Steve torceu para Abby atender o telefone.
— Alô? – Abby atendeu.
— Graças a Deus. – Steve disse ao receber o alo de Abby. – Senhorita Sciuto. Meu nome é Steve McGarrett da força tarefa 5-0. Estou procurando Penelope ou Danny.
— Penelope não apareceu por aqui. – Abby suspirou. – Meia hora atrás recebi uma mensagem que ela estava vindo, mas depois nada mais.
— Tentou rastrear o telefone dela? – A preocupação de Steve só aumentava.
— No palácio Iolani. – Abby respondeu. – Hackeei algumas câmeras, mas ela não está lá.
— Consegue rastrear o telefone do Danno? – Agora Steve estava ainda mais em alerta.
— Mesma localização do de Penelope. – Abby prontamente disse. – Já havia feito isso.
— Onde eles estão? – Steve perguntou assustado. – E o que aconteceu?
— Comandante. – A voz de Abby o tirou do transe. – Eu não queria dizer, mas há uma grande possibilidade de Penelope e Danno terem sido sequestrados.
Steve apenas concordou em silêncio.
Localização desconhecida...
Um adormecido Danno e uma igualmente adormecida Penelope estavam sendo transferidos do taxi falso e colocados em uma van sem placas. Eles seriam levados para uma pequena mina abandonada, muito longe dali onde tudo estava preparado para eles.
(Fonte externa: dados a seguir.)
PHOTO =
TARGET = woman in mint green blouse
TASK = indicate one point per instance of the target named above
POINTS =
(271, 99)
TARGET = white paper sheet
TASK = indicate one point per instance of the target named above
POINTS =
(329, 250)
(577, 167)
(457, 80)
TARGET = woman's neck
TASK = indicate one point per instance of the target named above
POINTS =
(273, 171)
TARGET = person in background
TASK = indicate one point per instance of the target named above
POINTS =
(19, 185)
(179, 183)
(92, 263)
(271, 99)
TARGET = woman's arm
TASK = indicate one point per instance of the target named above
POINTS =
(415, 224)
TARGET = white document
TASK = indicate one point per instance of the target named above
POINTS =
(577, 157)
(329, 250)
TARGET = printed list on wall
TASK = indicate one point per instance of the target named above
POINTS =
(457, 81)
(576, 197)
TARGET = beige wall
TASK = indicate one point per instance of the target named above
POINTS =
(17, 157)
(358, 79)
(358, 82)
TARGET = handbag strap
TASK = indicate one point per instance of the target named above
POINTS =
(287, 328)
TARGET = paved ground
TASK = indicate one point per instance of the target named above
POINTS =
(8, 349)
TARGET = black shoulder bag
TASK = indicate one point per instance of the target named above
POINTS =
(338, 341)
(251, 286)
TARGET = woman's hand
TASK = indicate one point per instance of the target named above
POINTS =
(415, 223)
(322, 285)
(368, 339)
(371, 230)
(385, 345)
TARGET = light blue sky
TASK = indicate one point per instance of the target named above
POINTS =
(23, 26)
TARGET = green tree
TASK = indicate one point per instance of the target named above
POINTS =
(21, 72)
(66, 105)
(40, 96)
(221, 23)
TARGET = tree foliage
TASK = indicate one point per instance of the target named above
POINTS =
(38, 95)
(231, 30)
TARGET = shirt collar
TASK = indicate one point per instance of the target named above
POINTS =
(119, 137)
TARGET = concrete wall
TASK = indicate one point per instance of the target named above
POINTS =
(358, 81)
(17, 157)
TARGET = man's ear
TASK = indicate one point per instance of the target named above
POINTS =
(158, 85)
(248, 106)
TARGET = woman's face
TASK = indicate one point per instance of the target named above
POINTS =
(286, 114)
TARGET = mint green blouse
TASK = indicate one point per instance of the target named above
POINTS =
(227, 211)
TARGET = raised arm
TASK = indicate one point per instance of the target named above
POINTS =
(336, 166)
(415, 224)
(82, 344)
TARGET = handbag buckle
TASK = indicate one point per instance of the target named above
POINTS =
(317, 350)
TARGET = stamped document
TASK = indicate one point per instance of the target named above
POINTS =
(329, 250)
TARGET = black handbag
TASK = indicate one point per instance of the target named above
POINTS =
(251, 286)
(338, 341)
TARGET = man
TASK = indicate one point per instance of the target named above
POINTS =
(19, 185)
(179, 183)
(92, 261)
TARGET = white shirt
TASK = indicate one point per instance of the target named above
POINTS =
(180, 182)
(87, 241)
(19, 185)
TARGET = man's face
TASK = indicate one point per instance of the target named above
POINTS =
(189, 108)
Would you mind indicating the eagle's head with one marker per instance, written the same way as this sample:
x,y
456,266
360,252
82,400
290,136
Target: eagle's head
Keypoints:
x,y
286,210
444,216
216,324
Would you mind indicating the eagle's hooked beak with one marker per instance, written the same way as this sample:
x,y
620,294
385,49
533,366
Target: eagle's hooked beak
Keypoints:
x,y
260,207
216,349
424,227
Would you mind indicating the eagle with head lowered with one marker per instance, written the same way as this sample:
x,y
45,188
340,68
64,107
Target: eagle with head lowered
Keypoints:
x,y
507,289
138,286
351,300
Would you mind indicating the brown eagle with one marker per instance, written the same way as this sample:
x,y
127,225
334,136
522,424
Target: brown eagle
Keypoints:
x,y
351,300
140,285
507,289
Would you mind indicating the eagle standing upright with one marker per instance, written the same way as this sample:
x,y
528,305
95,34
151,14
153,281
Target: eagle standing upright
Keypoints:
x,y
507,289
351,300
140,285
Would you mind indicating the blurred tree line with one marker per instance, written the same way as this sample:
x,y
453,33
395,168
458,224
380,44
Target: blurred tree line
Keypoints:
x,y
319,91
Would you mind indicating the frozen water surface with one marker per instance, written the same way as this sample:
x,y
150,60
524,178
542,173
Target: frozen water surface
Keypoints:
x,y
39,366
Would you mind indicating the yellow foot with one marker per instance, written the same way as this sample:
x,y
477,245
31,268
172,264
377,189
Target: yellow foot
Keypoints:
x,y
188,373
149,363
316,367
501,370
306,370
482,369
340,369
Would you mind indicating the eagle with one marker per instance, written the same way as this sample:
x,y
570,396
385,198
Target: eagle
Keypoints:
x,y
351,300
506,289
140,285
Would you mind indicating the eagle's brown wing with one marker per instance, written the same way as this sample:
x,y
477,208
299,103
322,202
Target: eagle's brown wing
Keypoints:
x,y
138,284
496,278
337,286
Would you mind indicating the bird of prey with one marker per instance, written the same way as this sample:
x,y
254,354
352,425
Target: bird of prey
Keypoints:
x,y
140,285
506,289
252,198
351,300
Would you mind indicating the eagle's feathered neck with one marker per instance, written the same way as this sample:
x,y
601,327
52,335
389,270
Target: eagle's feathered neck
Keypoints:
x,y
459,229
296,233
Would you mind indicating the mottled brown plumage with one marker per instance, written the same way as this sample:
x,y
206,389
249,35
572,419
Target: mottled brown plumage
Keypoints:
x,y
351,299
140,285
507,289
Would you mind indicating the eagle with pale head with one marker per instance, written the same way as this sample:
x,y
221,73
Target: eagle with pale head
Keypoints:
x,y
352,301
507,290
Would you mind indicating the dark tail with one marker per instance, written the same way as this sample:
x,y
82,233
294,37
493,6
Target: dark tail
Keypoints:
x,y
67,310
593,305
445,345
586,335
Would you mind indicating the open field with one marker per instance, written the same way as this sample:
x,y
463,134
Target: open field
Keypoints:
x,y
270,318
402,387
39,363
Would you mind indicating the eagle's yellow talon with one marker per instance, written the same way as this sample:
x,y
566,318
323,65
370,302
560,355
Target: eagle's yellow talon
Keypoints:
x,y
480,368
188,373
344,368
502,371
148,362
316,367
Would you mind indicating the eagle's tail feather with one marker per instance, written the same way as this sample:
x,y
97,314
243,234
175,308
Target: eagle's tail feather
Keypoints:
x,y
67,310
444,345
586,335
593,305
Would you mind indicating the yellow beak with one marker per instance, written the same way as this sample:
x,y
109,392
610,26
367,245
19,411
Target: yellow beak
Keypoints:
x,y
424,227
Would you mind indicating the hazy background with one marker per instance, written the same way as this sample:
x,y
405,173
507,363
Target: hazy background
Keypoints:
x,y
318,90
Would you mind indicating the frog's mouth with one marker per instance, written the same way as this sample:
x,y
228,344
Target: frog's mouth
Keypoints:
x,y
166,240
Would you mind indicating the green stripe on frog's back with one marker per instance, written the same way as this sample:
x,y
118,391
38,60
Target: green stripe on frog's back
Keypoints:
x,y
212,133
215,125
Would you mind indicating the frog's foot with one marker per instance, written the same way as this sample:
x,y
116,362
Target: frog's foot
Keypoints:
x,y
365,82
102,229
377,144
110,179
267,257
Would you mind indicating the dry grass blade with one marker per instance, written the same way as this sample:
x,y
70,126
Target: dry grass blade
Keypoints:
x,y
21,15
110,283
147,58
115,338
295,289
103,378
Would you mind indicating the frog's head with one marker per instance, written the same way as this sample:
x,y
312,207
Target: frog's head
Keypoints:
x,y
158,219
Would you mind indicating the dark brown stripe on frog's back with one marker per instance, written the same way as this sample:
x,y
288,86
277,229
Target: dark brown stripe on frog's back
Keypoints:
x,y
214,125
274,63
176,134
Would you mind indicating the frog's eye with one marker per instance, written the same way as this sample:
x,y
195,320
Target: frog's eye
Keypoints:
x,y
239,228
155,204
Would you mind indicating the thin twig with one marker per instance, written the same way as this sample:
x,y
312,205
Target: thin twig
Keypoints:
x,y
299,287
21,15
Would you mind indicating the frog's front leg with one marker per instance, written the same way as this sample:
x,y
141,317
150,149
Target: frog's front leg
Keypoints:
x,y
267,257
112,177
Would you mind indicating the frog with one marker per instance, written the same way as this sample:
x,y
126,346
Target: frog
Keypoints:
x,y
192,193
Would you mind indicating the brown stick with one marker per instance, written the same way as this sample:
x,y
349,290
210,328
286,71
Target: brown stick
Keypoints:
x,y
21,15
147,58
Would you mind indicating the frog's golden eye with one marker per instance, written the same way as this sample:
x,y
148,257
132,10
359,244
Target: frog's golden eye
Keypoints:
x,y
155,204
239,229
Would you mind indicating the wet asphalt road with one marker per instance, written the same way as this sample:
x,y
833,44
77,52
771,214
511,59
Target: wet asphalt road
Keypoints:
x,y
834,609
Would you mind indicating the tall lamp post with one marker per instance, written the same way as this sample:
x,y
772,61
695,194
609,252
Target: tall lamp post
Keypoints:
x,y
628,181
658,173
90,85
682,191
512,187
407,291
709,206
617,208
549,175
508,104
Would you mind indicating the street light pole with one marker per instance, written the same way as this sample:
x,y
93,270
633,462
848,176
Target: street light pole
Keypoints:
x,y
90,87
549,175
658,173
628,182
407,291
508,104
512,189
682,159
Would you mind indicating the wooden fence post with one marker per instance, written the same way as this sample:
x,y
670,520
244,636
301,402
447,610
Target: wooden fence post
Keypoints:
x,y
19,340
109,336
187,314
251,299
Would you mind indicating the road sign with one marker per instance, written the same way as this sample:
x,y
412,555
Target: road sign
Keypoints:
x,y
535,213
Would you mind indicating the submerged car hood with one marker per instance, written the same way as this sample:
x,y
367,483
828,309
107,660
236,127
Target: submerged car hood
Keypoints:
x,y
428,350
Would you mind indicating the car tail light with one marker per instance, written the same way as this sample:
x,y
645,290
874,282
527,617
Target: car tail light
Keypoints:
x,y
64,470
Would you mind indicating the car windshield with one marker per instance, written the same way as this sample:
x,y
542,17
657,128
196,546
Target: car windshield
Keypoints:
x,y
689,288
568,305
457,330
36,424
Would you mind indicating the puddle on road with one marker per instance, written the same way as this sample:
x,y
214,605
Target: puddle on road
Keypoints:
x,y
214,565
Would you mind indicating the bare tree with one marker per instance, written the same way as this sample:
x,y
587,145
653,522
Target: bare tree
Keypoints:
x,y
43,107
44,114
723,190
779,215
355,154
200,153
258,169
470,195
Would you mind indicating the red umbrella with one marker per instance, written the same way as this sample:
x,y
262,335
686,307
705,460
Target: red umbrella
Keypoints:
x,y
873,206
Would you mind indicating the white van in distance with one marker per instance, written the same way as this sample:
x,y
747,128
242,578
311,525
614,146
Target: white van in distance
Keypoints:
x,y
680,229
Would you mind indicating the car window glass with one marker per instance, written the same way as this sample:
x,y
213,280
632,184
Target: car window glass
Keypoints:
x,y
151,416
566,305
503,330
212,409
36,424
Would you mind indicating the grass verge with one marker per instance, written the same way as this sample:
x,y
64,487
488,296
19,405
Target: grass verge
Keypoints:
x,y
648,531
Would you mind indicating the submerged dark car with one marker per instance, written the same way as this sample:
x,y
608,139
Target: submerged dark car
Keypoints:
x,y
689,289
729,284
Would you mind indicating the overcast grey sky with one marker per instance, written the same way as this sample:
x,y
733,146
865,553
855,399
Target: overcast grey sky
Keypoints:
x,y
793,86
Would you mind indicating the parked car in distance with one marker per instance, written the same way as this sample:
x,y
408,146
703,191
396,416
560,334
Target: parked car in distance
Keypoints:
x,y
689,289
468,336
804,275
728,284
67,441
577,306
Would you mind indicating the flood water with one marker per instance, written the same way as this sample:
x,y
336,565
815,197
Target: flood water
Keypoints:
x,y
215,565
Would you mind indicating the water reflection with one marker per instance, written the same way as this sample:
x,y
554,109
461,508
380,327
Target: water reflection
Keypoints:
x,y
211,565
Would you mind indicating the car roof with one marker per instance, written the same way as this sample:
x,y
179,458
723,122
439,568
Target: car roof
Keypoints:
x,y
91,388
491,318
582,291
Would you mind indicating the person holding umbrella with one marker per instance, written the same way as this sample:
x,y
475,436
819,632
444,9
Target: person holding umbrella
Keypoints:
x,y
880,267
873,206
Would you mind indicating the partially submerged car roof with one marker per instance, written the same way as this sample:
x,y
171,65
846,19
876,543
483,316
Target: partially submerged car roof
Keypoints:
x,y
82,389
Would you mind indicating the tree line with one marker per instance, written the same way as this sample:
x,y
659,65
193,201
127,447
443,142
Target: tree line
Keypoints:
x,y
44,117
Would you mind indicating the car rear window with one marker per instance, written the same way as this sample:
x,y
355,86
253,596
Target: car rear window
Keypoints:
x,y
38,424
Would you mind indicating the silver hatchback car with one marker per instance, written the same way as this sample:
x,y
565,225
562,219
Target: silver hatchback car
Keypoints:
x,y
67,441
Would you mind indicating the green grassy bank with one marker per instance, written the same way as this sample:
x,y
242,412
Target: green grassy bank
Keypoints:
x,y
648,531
Tommy já havia preparado tudo para seus convidados. Havia correntes no teto, na parede e no chão.
Ele torturaria Penelope na frente de Danno e depois a mataria. Em seguida, Danno sofreria as mesmas consequências.
Quando a van chegou, Tommy sentiu seu sangue ferver em antecipação. Vendo seus capangas prepararem os dois, ele apenas se sentou e esperou pelo grande ato.
Danno havia prendido seu irmão por uma pequena trivialidade na visão de Tommy. Um roubo a banco onde ninguém havia se ferido. Ele sempre considerou aquilo a maior das injustiças. Então ele faria o que quisesse com ele e sua nova amiga e depois mataria ambos.
Iolani Palace...
Steve correu para sua sala e se trancou lá. Ele apenas precisava ficar sozinho e não mostrar a fraqueza que sentia. Não que ele nunca chorava, porque ele tinha seus momentos de tristeza.
Porém Danny e Garcia tinham filhos que precisavam deles. Grace não podia ficar sem pai e Haley não poderia ficar sem sua mãe. Se houvesse alguma justiça nisso, ele daria um tiro no meio da testa de Tommy, a quem ele sabia que era o responsável por tudo.
Ele pegou a bola que ele tinha na mesa dele e jogou na parede de gesso.
— Desgraçado filho da puta. – Steve praguejou. – Eu vou te matar.
Ele se sentiu muito bem depois disso, na verdade. Mas ele apenas ficaria bem depois de salvar seus dois amigos e matar Tommy.
Ele ainda teria que dar a notícia para Derek que sua esposa estava desaparecida. Eles ainda queriam entender como o capanga jogou os telefones de Danno e Garcia discretamente.
— Morgan. – Derek atendeu no meio de uma risada. – Alô?
— Agente Morgan. – Steve estava sério. – Aconteceu uma coisa.
Derek parou a risada abruptamente.
— Como assim, Steve? – Derek perguntou, atraindo a atenção de JJ.
— Danno e Penelope. – Steve apenas disse. – Eles foram... Levados.
Um silêncio caiu no outro lado da linha. E assim ficou por um bom tempo.